Grau-schwarzer, wolkenverhangener Himmel. Davor umherschwirrende, kreischende Vögel. Menschen, die mit Schrecken und Entsetzen nach oben und in die Ferne starren. Mit diesen Bildern beginnt der ab Februar 2022 in der Ukraine gedrehte Dokumentarfilm Militantropos. Er zeigt die unmittelbaren Auswirkungen des russischen Angriffs auf das Land. Unkommentiert erlebt der Zuschauer hier die Folgen mit, die der Krieg für die ukrainische Bevölkerung hat. In Scharen flüchtende Menschen, Männer, die zum ersten Mal eine Waffe in den Händen halten und damit umzugehen lernen müssen oder Kinder, die das Auffahren von Militärfahrzeugen interessiert, aber scheinbar ohne Angst beobachten – für sie alle ist der Krieg Alltag geworden. Der Titel Militantropos setzt sich aus dem lateinischen Wort für Soldat und dem griechischen Wort für Mensch zusammen und bezeichnet die Rolle, die Menschen unweigerlich einnehmen, wenn sie in einen Kriegszustand gestürzt werden. Eine prägende Erfahrung und die einzige Möglichkeit, weiterzuleben.
Zwischen Leben und Krieg
Schnell macht der Film dabei vor allem eines klar: Während die Menschen unter diesen extremen Umständen einerseits an ihre Grenzen getrieben werden, bleiben sie andererseits doch immer noch Menschen wie du und ich. Das Leben geht weiter – nicht für alle, aber es geht weiter. Gerade dieser Gegensatz ist es, der für die nicht im Kriegszustand lebenden Zuschauer so unbegreiflich und entsetzlich ist. Er zeigt aber auch, wozu Menschen noch unter den entsetzlichsten Lebensumständen fähig sind, ja: sein müssen. Man kann es sich kaum vorstellen, von einem Tag auf den anderen alles hinter sich zu lassen und sich allein mit einem Koffer, vollgepackt mit dem Allernötigsten, auf in ein fremdes Land und eine ungewisse Zukunft zu machen, weil die eigene Heimat auf einmal unter Raketenbeschuss steht. Der Film zeigt Bilder von Menschenscharen, die friedlich und gesittet am Bahnhof auf den nächsten Zug in den Westen warten. Ob man selbst so äußerlich ruhig und gefasst mit dieser Situation umgehen könnte, will man am liebsten niemals erfahren. Irgendwie erwartet man, hier mehr Chaos, mehr Verzweiflung, mehr Geschrei zu sehen. Doch das Leben muss weitergehen und Extremsituationen wie der Krieg zeigen, was Menschen in der Lage sind zu ertragen.

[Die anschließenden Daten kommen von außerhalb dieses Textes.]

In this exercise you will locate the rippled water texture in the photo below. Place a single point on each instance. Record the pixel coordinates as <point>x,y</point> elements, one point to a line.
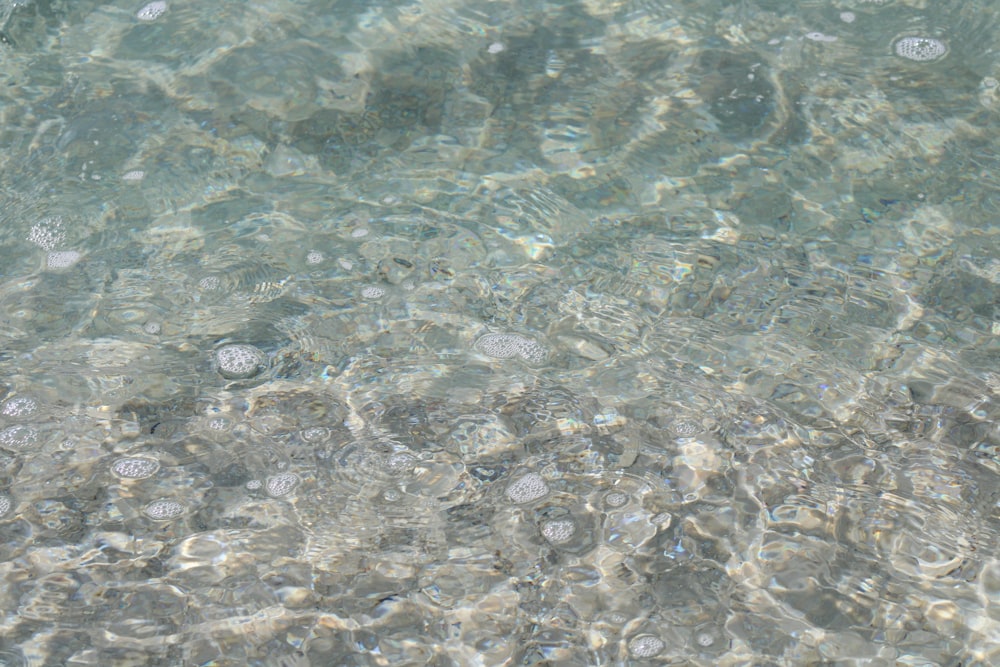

Auf das Zeigen von weinenden, verzweifelten Menschen, von einschlagenden Bomben, von Verletzten oder von Kampfhandlungen verzichtet Militantropos weitgehend. Stattdessen bebildert der Film den Schrecken, indem er ihn eben kaum zeigt, zumindest nicht auf effekthascherische Weise, und ihn aber gerade dadurch fühlbar macht. Bürger, die in ihren zerbombten Häusern nach Gegenständen suchen. Wartende Soldaten, die ihre Stellung verteidigen müssen, aber gerade nichts anderes zu tun haben, als Kaffee zu trinken und Süßigkeiten zu essen. Ein verbrannter Wald. Menschen, die Gras mähen und sich um ihre Tiere kümmern. Kinder, die in Schützengräben zwischen Sandsäcken spielen. Bagger, die reihenweise Gräber ausheben, in den Särge versenkt werden. All das sind Szenen, die den Krieg zwar nicht unmittelbar zeigen, aber seine Folgen. Der Film zeigt die unterschiedlichen Reaktionen der Menschen, ob sie nun flüchten, kämpfen oder ihr Zuhause und ihre Familie verloren haben – und zeichnet damit ein umfassendes Bild vom Krieg, das deutlich mehr Eindruck hinterlässt als das von explodierenden Bomben ohne Kontext.
Abstrakt und nah dran
Ohne Effekthascherei, ohne dramatische Musik, ohne Off-Kommentar und ohne Interviews mit „Betroffenen“ legt die Dokumentation die Folgen des Krieges dar und beschreibt eine Gesellschaft, in der Jeder und Jede gezwungen ist, den Zustand des „Militantropos“ einzunehmen. Auch die Angreifer kommen kaum vor; der Krieg bleibt hier insofern abstrakt, als fast gar keine Kampfhandlungen gezeigt werden. Gleichzeitig wird er aber gerade dadurch greifbar, indem der Film verdeutlicht, was Krieg als Dauerzustand für die Bevölkerung bedeutet. Am Ende des Films verabschieden sich ukrainische Männer von ihren Familien und erleben womöglich letzte gemeinsame Momente mit ihnen, bevor sie in den Krieg ziehen und einer ungewissen, gefahrenvollen Zukunft entgegensehen. Wie vieles andere, das Militantropos zeigt, ist diese Situation für die meisten Zuschauer unvorstellbar. Für die in der Ukraine im Kriegszustand lebenden Menschen sind solche Dinge jedoch alltägliche Realität. Genau dies bildet der Film ab, nicht mehr und nicht weniger.